À cet instant, Monique ne comprend pas l'interrogatoire. Selon elle, les autorités font preuve d'une grande fermeté. "On m'a demandé qui avait pris les billets. C'est un ami de la famille, car je ne pouvais pas me permettre de prendre tous les billets", relate la quadragénaire.

J'ai donné son prénom, mais son nom de famille, je ne l'avais pas en tête. J'ai voulu prendre mon téléphone pour leur montrer son identité, ainsi que tous les autres documents qu'il m'a envoyé. Ils ne voulaient rien entendre et ont dit que j'étais suspectée de trafic de cocaïne sans même réaliser de test. On ne m'a rien montré. On m'a fait signer un document, on m'a dit que j'avais interdiction de passer par l'aéroport de Félix Eboué.

"Ils pensaient que toute ma famille transportait de la drogue, et même que j'en avais caché sur mon bébé d'un an", déplore Monique. Elle a dû quitter l'aéroport Félix Eboué sans voyager.
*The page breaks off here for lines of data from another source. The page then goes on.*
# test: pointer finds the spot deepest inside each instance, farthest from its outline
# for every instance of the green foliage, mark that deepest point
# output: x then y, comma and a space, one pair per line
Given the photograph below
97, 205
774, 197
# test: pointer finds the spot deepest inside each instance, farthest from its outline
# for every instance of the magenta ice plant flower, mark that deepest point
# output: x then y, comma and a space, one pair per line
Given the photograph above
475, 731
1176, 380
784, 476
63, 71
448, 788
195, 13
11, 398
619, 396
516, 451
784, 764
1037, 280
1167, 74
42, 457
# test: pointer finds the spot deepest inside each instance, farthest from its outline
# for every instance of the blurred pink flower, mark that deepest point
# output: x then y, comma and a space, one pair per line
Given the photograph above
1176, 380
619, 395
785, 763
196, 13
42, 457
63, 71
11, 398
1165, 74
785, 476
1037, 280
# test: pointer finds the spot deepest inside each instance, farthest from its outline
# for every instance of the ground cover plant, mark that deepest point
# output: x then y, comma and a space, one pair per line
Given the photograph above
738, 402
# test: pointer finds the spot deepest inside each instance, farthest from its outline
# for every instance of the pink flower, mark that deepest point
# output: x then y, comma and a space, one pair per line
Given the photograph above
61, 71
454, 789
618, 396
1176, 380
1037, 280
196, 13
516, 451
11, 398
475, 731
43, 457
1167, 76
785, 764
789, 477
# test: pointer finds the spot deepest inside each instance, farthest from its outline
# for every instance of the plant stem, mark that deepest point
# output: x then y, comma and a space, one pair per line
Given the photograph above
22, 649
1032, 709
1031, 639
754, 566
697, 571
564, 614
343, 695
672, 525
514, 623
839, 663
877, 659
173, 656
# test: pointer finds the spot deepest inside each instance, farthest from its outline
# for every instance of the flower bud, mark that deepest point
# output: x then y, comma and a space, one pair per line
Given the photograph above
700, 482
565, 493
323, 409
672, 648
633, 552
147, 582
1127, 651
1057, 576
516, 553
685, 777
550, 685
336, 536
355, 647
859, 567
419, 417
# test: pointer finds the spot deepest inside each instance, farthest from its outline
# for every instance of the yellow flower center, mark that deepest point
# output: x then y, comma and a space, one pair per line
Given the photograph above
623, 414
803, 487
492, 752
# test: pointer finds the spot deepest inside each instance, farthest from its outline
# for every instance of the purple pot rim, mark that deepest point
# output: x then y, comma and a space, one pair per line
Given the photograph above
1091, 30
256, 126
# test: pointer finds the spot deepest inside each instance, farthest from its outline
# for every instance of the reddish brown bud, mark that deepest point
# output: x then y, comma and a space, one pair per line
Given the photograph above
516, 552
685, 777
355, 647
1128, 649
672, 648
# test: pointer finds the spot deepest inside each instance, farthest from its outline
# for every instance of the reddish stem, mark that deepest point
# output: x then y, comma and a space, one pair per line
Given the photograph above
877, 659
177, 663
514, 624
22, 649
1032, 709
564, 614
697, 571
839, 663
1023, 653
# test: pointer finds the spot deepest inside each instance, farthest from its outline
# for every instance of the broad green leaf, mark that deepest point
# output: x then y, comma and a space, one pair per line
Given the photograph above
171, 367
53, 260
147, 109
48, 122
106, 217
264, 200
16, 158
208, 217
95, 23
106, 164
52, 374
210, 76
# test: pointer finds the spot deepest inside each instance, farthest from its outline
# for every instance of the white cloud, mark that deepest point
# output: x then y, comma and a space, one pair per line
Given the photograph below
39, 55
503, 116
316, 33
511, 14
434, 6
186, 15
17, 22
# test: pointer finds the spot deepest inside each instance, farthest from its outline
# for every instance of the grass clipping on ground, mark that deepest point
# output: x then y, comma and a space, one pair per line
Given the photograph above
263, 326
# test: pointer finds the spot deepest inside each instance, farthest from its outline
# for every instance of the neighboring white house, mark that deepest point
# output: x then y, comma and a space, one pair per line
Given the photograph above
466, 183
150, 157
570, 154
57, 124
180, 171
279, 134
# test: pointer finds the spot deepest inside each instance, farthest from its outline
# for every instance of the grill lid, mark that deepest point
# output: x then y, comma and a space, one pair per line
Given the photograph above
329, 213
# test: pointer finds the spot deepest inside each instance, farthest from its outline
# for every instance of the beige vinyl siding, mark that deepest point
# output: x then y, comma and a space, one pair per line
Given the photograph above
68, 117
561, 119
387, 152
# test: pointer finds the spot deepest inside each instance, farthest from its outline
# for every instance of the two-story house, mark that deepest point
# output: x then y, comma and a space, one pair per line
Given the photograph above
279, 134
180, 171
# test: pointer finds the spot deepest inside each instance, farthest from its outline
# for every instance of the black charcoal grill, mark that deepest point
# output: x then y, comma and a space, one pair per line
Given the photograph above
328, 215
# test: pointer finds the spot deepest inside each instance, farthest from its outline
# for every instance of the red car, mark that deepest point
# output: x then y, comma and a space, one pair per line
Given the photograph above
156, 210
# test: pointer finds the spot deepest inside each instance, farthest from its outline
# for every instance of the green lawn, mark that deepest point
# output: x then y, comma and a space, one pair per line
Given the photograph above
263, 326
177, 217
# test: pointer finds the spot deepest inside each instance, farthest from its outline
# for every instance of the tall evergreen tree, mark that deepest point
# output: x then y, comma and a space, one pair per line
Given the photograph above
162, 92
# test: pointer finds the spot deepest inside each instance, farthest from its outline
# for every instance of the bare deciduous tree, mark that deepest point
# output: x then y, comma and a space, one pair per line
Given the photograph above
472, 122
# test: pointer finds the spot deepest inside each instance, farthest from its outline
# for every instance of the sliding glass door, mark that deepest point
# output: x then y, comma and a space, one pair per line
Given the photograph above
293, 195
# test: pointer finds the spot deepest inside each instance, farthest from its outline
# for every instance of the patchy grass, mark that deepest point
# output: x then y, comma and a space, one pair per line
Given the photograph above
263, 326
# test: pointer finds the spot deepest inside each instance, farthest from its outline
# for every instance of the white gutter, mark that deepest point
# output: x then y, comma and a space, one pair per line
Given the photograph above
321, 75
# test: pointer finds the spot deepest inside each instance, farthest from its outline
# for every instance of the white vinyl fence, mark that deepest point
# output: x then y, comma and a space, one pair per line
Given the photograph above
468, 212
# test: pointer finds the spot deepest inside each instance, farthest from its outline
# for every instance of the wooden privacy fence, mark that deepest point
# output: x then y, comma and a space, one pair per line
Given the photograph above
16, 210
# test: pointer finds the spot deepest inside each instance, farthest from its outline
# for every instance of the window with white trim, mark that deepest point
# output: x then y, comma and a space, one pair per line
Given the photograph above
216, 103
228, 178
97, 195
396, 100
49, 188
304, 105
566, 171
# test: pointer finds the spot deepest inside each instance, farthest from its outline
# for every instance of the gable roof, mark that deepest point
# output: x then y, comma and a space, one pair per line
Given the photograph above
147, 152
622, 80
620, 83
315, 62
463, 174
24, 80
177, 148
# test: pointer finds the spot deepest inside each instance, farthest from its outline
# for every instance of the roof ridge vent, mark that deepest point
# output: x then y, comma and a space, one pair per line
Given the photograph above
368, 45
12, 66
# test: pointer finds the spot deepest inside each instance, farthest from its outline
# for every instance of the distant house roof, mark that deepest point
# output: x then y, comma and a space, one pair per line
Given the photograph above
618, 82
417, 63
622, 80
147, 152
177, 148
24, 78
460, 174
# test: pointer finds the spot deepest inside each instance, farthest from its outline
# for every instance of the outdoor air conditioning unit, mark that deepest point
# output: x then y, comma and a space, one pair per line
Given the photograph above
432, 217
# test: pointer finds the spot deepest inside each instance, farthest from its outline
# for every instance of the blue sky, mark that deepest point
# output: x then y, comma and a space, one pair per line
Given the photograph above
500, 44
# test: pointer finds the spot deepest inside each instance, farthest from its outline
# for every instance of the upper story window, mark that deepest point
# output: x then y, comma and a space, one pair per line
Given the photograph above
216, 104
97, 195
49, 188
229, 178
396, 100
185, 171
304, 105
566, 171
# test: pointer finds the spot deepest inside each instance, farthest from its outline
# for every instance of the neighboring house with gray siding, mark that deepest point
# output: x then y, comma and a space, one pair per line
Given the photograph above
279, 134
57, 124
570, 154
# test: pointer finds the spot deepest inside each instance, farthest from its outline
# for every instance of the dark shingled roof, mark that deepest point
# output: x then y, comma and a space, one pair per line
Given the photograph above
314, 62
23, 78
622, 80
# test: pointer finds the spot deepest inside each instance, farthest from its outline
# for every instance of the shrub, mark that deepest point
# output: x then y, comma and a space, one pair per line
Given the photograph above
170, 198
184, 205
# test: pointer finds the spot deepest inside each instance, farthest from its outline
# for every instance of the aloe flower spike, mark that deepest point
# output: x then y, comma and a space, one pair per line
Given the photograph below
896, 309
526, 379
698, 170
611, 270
La mère de famille a souhaité déposer plainte, mais celle-ci a été refusée, dit-elle.

"Je souhaite rentrer en France, j'ai d'autres enfants là-bas qui doivent se rendre à l'école, ils sont gardés par des amis. J'ai appelé mon assistante sociale et personne ne m'aide. Si je ne trouve pas de solution, je serai obligée de les faire venir en Guyane", confit Monique.

Dans les prochains jours, elle compte se rapprocher des associations telles que Trop Violans, mais aussi se faire aider par la Justice, face à une décision qu'elle ne comprend pas.

Un cas qui n'a rien d'unique

Une histoire qui se répète. Mercredi 20 septembre, le député de la seconde circonscription Davy Rimane dénonçait, lors d'une conférence de presse, les arrêtés d'interdiction d'embarquer mis en place dans le cadre de l'opération "100 % de contrôle" à l'aéroport Félix Eboué.

Aux côtés du député, deux hommes refoulés à l'aéroport Félix Eboué alors qu'ils se rendaient à Paris.

Député de faciès : le député Rimane attaque l'État

Plus de 7 000 arrêtés d’interdiction entre novembre 2022 et juillet 2023

D'après un bilan de la préfecture datant de juillet dernier, 7 432 arrêtés préfectoraux interdisant l’embarquement ont été pris entre le mois de novembre 2022 et celui de juillet 2023. Par ailleurs, 417 kg de cocaïne ont été saisis dans la période de janvier à juillet.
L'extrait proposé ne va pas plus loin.